Mass Organizing Against Militarism

Much more effective mass organizing is necessary to win such massive changes, and there are no shortcuts. The U.S. peace movement has played a crucial role in carrying the flame since the Vietnam War and nuclear disarmament movements through the 1980s. Amid the metastasis of the War on Terror, many peace groups have fallen into a mode of resisting wars reactively, following tactics fit for previous eras.  The rise of dynamic intergenerational and multiracial leadership is an important step toward rebuilding the peace movement into a fighting force, and should be embraced.

Yemeni women donate money to support military and popular committee forces fight against the forces of the international recognized government backed by the Saudi-led coalition during a protest held against the Saudi-led coalition on November 10, 2018 in Sana’a, Yemen. (Mohammed Hamoud/Getty Images)

Over the past decade, a generation of movement organizers has developed in the U.S. in successive waves of civil society politicization, through Occupy Wall Street, Black Lives Matter, immigrants rights, climate justice, and other struggles. A deep generational disillusionment with the military seems pervasive. Many young organizers draw natural intersectional connections from their main work to anti-militarism, without necessarily focusing most of their attention on it. New youth-led organizations like Dissenters are arising specifically to organize students to resist militarism and war. The rise in police and prison abolition activism is particularly fertile ground for making these connections. The past year’s flurry of organizing to “defund the police” has radically shifted political terrain—perhaps “defund the Pentagon” isn’t far behind.

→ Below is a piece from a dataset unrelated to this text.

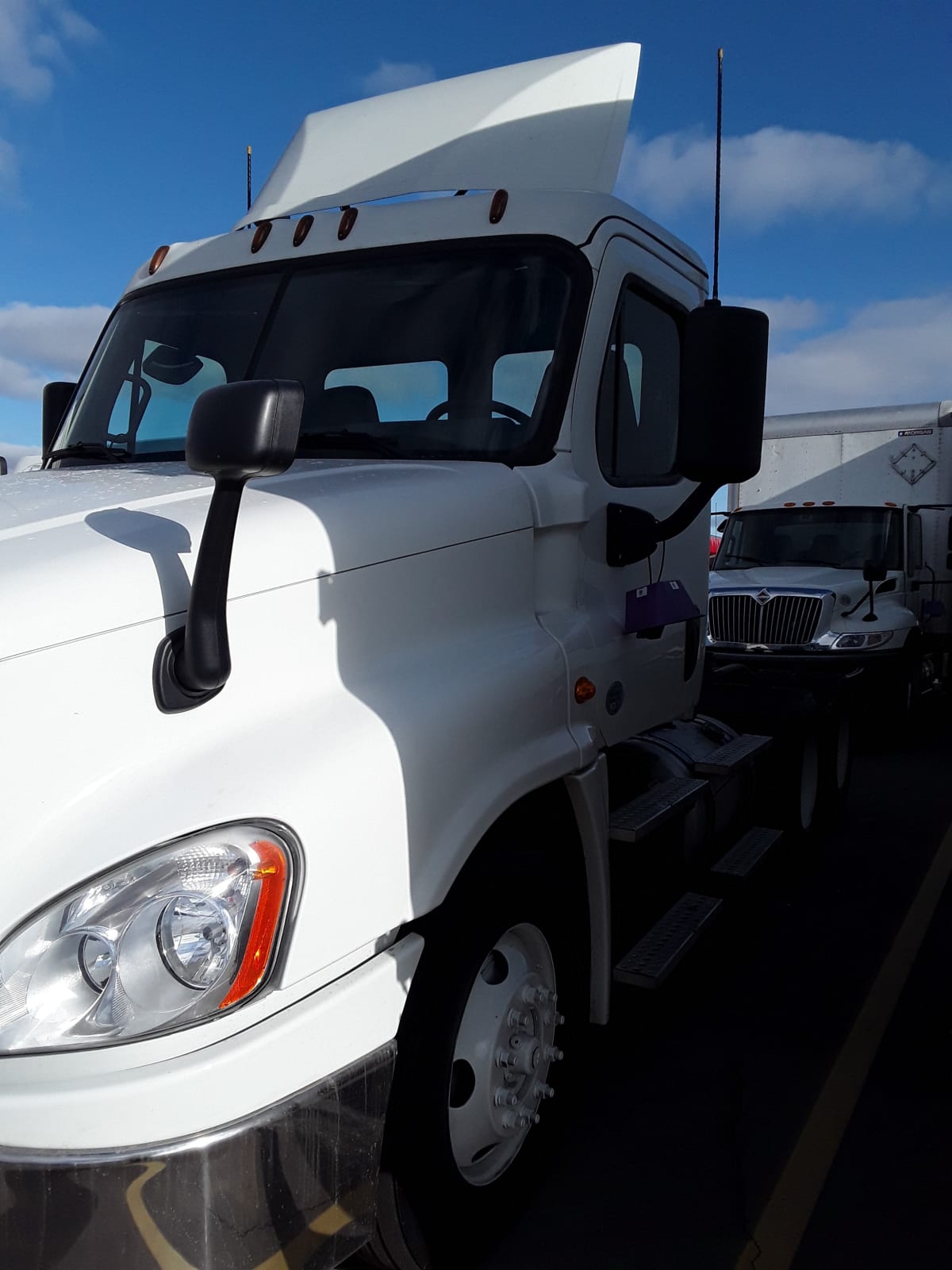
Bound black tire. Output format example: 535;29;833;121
359;838;589;1270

In electoral politics, more outspoken progressives, particularly democratic socialist politicians like Cori Bush, Jamaal Bowman, and Ilhan Omar who are more willing to name and challenge the military-industrial complex, reflect the growing organization in the U.S. of young Black, Indigenous, and people of color who are descendants of immigrants from parts of the world that have directly experienced U.S. imperialism.

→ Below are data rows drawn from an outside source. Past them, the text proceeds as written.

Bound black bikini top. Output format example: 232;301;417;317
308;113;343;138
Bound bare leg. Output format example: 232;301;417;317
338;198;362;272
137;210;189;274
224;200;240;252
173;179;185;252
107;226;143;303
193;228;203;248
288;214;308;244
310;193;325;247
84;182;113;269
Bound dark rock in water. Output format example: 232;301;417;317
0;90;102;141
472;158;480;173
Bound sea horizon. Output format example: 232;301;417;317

Activism against the military-industrial complex can only go so far without the power of organized labor. The Pentagon is effectively this country’s largest jobs program, with well-paying unionized manufacturing jobs distributed across many working class communities given few other options. In the 1990s, there was a national push for a “peace dividend” to shift resources away from the military after the Cold War, which had significant support from labor unions whose leaders pushed aggressively for military conversion planning and even Pentagon spending cuts. That kind of union support seems like a remote possibility now, with the labor movement historically weak and militarization so pervasive, but it’s crucial to rebuild.

Conclusion

During an unprecedented crisis, there are plenty of openings in the near term to make the political case for specific changes in U.S. budget priorities. The need to envision a coherent global order that makes real peace and justice possible, and build a solid power base within U.S. society to enact it in solidarity with people around the world, is more crucial than ever.

Biden talks a great deal about the need to restore the “soul of the nation.” He, and anyone who agrees, would do well to heed the words of Martin Luther King, Jr., in his famous “Beyond Vietnam” speech: “A nation that continues year after year to spend more money on military defense than on programs of social uplift is approaching spiritual death.” That was over 50 years ago. If the richest and most powerful nation in the world is to maintain any kind of integrity beyond the current political crises, it is well overdue for a revolution of values.

Ashik Siddique is research analyst for the National Priorities Project at the Institute for Policy Studied, working on analysis of the federal budget and military spending.